Retraite : le diagnostic sans concession du Comité de surveillance face à l’illusion du dialogue social

Les voyants sont au vert pour le secteur financier marocain à fin 2025, mais l’arbre de la croissance de l’assurance ne doit pas cacher la forêt des fragilités structurelles de la retraite. Si les compagnies d’assurances affichent une bonne santé, portée par des marchés boursiers euphoriques, les régimes de retraite du secteur public naviguent toujours en eaux troubles. C’est ce qui ressort des indicateurs publiés lors de la 23e réunion du Comité de Coordination et de Surveillance des Risques Systémiques (CCSRS).
Assurances : une année historique sur tous les fronts
Le secteur des assurances a poursuivi sa dynamique de croissance dans un contexte économique globalement favorable. À fin 2025, le chiffre d’affaires global a atteint 63,2 Mds de DH en progression de 7,5%. Cette performance est portée par l’ensemble des segments :
- La branche Vie (+8,4%)confirme son grand retour, dopée par l’activité épargne dont la collecte bondit de 8,9%.
- La branche Non-Vie (+6,6%)maintient sa régularité.
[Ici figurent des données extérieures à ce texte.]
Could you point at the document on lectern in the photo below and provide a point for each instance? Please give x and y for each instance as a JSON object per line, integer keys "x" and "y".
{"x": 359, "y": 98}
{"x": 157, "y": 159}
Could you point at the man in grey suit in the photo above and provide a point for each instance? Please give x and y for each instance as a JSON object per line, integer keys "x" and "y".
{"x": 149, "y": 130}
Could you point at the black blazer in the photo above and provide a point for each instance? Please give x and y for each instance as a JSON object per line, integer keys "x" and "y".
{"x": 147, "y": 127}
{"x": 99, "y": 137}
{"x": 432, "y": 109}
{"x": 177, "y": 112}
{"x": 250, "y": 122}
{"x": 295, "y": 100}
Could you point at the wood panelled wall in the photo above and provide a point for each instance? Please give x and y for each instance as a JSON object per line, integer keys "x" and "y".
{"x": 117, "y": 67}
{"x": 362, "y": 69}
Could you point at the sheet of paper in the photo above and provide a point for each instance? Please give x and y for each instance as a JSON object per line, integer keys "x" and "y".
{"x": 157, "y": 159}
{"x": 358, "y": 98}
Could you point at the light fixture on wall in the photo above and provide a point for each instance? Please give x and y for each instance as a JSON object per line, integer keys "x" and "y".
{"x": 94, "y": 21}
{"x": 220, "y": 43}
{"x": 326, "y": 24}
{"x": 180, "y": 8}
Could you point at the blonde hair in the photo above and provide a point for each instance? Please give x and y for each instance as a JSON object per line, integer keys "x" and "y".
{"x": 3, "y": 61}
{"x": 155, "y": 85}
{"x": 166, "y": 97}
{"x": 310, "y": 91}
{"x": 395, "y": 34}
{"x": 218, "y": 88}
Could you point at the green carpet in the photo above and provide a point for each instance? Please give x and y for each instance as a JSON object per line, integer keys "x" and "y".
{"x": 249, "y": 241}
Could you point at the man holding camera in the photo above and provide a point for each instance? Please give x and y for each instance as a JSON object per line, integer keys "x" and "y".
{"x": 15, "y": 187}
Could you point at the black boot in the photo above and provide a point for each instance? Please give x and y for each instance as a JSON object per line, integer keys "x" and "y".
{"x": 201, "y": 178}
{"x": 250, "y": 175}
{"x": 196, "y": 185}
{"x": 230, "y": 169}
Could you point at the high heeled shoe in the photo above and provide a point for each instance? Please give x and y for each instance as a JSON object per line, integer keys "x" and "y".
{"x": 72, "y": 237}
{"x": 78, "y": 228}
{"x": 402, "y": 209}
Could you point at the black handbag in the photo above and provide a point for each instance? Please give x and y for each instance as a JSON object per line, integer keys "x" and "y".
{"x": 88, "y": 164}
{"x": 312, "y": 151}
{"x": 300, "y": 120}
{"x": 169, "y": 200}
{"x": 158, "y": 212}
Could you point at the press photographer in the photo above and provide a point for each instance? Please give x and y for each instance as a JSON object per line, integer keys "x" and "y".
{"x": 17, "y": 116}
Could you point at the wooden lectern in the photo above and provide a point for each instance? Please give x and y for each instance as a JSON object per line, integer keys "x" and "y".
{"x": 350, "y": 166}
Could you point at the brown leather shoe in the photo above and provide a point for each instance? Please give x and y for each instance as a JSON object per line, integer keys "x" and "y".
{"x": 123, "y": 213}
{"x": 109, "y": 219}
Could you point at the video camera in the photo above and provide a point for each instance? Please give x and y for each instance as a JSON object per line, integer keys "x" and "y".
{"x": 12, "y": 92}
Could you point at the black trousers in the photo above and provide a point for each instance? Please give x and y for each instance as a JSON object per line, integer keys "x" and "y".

Côté rentabilité, le secteur bat des records. Le résultat net s’établit à 5,3 Mds DH, en hausse spectaculaire de 21,4%, soutenu par un résultat financier exceptionnel. Le rendement des fonds propres (ROE) grimpe ainsi à 11,1%, son plus haut niveau depuis dix ans.
Ce dynamisme est directement lié à la bourse de Casablanca. Portées par deux années consécutives de hausse de l’indice MASI, les plus-values latentes des assureurs atteignent le sommet historique de 62,5 Mds DH (23,8% des placements). Une solidité financière globale confirmée par les exercices de stress tests et un ratio de solvabilité réglementaire qui culmine à 409,4% (+54,7 points).
Retraite : l’illusion du dialogue social
Le paysage est nettement moins idyllique du côté des caisses de retraite. Certes, les indicateurs financiers à court terme des régimes du secteur public affichent une légère amélioration. Celle-ci découle directement de l’application de la deuxième et dernière tranche des augmentations salariales issues du dialogue social du 29 avril 2024. Qui dit salaires plus élevés, dit assiette de cotisation plus large.
Toutefois, les experts sont unanimes : cette embellie ne rassure pas outre-mesure. Ces régimes continuent d’enregistrer des déséquilibres structurels profonds. L’apport des hausses de salaires n’a pas permis d’améliorer de manière significative leur viabilité à long terme. Le déficit démographique ou de moins en moins d’actifs pour cotiser face à de plus en plus de retraités continue de ronger les réserves des caisses publiques.
Dans ce contexte de contrastes saisissants, la nécessité d’une réforme paramétrique et systémique globale du secteur de la retraite s’impose plus que jamais comme une urgence nationale. Le sursis offert par les revalorisations salariales de 2024 s’épuise, et le gouvernement marocain se retrouve au pied du mur pour fusionner les régimes et revoir les critères d’âge et de cotisation.
Alors que le secteur de l’assurance démontre une résilience exemplaire face aux chocs macroéconomiques, le chantier de la retraite attend ses arbitrages définitifs pour éviter une crise sociale majeure dans les décennies à venir.
En renonçant à trancher ce dossier très sensible avant les prochaines échéances électorales, l’exécutif actuel fait le choix politique de léguer un arbitrage lourd de conséquences au gouvernement successif.